The former South African opposition leader Helen Zille will be investigated for her latest controversial tweet, claiming that the legacy of colonialism in South Africa was not all negative.
On Wednesday, Zille tweeted the following:
For those claiming legacy of colonialism was ONLY negative, think of our independent judiciary, transport infrastructure, piped water etc.
— Helen Zille (@helenzille) March 16, 2017
Would we have had a transition into specialised health care and medication without colonial influence?

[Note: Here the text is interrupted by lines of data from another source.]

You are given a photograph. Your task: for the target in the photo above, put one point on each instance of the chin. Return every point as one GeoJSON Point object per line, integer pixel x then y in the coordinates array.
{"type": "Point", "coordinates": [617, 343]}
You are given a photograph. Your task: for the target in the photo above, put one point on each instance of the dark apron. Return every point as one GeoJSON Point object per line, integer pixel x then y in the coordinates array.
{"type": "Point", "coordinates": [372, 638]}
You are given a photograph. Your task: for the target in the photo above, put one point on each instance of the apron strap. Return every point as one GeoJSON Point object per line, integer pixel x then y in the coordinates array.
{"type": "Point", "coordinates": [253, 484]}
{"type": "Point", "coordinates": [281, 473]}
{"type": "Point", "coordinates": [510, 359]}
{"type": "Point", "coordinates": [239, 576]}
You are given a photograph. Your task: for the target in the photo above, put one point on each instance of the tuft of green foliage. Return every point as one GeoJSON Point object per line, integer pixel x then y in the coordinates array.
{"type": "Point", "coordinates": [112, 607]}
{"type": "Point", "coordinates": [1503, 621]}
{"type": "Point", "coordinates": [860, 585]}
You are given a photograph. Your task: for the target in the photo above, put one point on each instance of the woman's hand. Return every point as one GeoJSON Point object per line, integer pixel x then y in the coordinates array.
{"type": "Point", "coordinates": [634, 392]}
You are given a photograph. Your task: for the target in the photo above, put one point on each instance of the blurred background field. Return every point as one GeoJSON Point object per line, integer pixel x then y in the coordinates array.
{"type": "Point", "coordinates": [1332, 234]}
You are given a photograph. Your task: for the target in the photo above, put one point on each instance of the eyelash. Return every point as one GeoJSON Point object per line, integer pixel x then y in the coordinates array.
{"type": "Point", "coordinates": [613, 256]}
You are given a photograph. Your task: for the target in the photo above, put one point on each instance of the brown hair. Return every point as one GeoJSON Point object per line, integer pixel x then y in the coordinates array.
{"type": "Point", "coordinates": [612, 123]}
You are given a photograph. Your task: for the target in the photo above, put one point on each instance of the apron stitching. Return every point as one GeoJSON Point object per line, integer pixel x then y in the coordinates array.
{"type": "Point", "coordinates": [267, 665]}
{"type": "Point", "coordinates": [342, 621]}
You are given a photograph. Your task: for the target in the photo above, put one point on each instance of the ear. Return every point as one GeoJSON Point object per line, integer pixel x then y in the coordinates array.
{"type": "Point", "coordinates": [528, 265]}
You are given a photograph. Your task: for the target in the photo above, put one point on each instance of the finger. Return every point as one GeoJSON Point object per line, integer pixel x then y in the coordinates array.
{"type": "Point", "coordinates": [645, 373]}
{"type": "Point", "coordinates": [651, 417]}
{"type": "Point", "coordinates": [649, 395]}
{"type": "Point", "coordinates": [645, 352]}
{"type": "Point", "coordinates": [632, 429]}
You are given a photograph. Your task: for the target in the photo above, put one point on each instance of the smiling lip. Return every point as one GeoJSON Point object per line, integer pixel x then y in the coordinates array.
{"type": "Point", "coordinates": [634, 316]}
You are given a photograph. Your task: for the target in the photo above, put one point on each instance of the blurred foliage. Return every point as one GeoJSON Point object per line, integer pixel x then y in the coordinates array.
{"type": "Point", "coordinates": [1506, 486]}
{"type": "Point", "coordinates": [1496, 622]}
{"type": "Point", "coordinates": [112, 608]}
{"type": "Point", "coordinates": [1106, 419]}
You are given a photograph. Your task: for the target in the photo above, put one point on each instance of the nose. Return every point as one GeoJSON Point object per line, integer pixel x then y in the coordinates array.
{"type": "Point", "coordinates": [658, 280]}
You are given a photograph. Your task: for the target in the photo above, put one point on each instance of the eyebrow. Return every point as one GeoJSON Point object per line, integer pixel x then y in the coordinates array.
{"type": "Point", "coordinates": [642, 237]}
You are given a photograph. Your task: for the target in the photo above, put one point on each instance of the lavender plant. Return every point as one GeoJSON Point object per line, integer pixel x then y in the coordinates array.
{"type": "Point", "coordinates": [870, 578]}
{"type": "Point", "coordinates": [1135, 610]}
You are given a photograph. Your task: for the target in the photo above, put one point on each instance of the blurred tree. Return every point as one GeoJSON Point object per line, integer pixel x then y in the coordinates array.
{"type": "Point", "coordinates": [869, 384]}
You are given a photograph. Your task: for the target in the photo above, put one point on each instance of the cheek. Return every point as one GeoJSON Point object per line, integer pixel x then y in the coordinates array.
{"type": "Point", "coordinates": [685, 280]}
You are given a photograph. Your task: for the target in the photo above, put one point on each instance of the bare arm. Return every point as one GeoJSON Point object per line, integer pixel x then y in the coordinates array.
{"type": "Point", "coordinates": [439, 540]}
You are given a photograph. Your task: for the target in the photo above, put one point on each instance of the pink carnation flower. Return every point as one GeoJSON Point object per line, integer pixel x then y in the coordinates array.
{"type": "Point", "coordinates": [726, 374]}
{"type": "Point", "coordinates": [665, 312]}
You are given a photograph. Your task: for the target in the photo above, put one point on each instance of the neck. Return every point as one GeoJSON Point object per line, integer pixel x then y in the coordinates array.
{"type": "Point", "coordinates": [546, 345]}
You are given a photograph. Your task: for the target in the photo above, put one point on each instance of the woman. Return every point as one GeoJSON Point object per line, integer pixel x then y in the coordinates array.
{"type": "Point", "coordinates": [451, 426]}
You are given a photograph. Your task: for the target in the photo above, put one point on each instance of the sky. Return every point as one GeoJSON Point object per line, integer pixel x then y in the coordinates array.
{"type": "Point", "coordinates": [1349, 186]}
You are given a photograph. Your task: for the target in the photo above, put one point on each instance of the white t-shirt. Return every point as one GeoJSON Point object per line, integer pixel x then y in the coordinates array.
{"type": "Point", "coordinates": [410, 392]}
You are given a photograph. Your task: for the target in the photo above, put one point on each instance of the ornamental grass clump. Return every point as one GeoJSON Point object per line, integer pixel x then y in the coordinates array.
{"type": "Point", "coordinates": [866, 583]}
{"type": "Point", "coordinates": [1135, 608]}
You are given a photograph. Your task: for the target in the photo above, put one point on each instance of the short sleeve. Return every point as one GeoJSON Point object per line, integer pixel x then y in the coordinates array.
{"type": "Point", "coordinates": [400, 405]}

Just be honest, please.
— Helen Zille (@helenzille) March 16, 2017
Getting onto an aeroplane now and won’t get onto the wi-fi so that I can cut off those who think EVERY aspect of colonial legacy was bad.

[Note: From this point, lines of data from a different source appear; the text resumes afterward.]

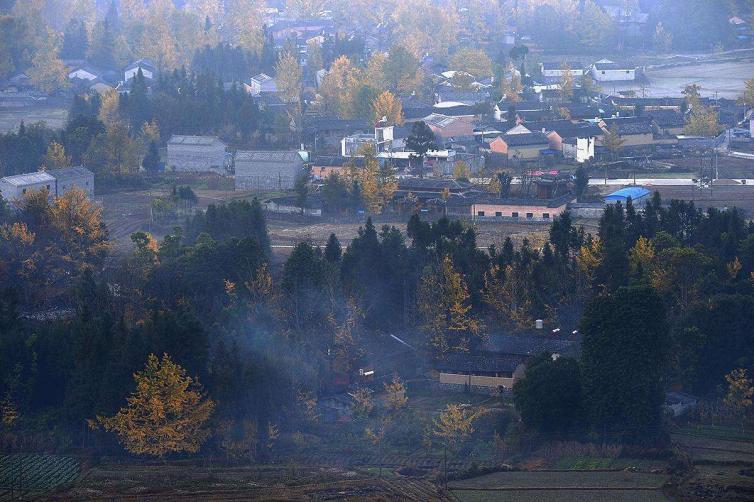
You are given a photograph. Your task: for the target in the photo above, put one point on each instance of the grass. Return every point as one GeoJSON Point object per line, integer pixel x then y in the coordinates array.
{"type": "Point", "coordinates": [719, 432]}
{"type": "Point", "coordinates": [565, 479]}
{"type": "Point", "coordinates": [560, 496]}
{"type": "Point", "coordinates": [596, 463]}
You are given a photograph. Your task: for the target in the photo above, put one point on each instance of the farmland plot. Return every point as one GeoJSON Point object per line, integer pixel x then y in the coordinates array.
{"type": "Point", "coordinates": [33, 475]}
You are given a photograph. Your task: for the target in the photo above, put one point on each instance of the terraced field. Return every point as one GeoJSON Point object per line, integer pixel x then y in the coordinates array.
{"type": "Point", "coordinates": [24, 476]}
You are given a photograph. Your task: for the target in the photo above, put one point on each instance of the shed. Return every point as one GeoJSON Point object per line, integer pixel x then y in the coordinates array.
{"type": "Point", "coordinates": [638, 195]}
{"type": "Point", "coordinates": [267, 170]}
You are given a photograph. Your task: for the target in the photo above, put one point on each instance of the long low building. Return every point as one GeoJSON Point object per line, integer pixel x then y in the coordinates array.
{"type": "Point", "coordinates": [197, 154]}
{"type": "Point", "coordinates": [56, 181]}
{"type": "Point", "coordinates": [520, 209]}
{"type": "Point", "coordinates": [267, 170]}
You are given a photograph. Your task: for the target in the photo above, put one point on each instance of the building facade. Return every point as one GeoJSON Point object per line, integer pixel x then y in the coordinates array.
{"type": "Point", "coordinates": [267, 170]}
{"type": "Point", "coordinates": [196, 154]}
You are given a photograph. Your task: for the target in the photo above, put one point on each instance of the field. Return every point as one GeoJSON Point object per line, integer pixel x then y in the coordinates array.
{"type": "Point", "coordinates": [722, 463]}
{"type": "Point", "coordinates": [126, 212]}
{"type": "Point", "coordinates": [185, 481]}
{"type": "Point", "coordinates": [561, 486]}
{"type": "Point", "coordinates": [10, 118]}
{"type": "Point", "coordinates": [22, 476]}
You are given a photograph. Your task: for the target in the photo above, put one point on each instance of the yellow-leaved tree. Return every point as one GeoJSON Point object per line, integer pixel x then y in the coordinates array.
{"type": "Point", "coordinates": [166, 414]}
{"type": "Point", "coordinates": [443, 301]}
{"type": "Point", "coordinates": [387, 106]}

— Helen Zille (@helenzille) March 16, 2017
Her remarks immediately set off a firestorm, with the country’s ruling party, the African National Congress, denouncing them as reckless, according to Reuters.

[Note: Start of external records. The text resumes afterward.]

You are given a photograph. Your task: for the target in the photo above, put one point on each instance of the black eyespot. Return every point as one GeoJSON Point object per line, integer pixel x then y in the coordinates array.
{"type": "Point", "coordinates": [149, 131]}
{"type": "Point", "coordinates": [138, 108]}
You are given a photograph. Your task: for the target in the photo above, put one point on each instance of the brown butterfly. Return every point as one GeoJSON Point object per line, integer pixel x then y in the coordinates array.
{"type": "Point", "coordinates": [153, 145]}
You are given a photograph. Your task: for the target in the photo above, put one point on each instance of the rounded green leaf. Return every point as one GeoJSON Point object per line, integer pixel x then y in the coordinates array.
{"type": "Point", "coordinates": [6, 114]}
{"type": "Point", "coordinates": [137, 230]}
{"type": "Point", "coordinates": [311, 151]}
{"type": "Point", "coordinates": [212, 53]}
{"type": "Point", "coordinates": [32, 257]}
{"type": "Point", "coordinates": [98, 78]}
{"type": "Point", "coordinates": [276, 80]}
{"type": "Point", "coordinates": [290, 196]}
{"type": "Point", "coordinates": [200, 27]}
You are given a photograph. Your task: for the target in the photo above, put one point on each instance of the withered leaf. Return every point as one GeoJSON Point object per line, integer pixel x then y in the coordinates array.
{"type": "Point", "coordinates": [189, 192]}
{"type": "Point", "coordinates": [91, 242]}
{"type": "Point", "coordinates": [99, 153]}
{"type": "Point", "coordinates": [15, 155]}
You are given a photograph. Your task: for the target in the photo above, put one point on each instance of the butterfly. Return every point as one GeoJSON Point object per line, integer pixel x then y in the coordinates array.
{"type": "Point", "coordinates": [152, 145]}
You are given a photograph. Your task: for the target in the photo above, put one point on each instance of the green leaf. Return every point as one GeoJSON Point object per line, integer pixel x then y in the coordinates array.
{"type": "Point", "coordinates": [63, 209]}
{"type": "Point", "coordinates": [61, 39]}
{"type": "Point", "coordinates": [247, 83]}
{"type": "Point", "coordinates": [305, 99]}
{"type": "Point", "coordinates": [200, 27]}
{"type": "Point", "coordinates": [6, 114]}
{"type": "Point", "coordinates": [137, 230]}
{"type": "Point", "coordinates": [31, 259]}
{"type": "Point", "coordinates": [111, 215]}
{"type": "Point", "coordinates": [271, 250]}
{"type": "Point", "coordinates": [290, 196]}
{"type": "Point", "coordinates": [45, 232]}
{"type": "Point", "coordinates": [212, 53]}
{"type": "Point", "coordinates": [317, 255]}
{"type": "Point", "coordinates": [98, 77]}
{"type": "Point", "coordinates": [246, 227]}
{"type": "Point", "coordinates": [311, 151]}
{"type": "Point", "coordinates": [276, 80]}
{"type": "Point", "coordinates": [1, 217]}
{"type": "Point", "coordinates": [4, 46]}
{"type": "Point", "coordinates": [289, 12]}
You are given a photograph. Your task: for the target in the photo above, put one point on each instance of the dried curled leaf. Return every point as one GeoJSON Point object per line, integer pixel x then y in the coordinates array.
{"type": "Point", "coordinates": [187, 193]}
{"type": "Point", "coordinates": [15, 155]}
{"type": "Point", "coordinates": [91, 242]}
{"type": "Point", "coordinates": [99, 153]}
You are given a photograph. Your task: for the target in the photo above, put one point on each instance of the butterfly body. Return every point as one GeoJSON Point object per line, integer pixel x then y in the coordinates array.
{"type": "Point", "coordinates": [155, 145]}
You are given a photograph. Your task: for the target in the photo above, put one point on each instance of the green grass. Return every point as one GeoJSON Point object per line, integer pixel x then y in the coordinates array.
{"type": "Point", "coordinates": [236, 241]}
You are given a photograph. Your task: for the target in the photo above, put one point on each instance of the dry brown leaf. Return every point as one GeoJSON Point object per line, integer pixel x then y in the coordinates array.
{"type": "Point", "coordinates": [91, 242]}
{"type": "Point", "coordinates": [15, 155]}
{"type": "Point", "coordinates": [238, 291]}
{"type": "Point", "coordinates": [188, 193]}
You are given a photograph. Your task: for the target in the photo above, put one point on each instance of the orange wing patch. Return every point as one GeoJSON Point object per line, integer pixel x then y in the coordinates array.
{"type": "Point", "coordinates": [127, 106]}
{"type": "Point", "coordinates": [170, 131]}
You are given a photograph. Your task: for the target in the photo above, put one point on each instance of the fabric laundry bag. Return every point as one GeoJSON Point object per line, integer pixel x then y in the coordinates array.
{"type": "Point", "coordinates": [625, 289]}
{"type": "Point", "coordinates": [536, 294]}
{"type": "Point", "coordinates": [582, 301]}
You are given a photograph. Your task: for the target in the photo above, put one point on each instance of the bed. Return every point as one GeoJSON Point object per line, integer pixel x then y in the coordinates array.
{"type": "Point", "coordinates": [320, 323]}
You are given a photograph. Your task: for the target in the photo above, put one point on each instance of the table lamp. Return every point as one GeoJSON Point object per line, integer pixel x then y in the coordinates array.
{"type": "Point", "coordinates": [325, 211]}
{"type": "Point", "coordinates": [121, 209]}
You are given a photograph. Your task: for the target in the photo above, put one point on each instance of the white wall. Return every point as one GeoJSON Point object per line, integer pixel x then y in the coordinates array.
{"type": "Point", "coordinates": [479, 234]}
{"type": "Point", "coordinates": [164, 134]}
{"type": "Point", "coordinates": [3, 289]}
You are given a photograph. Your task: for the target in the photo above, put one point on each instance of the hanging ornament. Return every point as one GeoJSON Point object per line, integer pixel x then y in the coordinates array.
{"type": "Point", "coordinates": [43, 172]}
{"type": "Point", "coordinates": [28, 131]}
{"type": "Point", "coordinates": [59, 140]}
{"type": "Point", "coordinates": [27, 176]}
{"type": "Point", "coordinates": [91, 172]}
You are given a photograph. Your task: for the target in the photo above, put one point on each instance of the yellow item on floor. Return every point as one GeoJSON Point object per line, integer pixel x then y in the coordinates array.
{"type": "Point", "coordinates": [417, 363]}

In addition, some members of her own party, the Democratic Alliance (DA), have since called for unspecified disciplinary action to be taken against her, saying that her statement was completely intolerable.
Zille, who is the current prime minister for Western Cape Province, has since apologized, but her party leader, Mmusi Maimane, wants her to be investigated and the necessary disciplinary action taken against her if found guilty.
“Her actions, her statement was completely unacceptable and indefensible,” Maimane said.
Many South Africans have condemned the seasoned politician because they believe her statement is fanning the racial tension in the rainbow nation.
Costly Statements
Zille is not the first White South African leader to make a controversial statement bordering on racial intolerance.
Last year, the DA party canceled the membership of Penny Sparrow, a prominent South African real estate agent, for calling black people “monkeys” in a Facebook outburst over beach-goers littering the beach.
“These monkeys that are allowed to be released on New Year’s Eve and New Year’s day on public beaches, towns etc. obviously don’t have education whatsoever,” Sparrow wrote.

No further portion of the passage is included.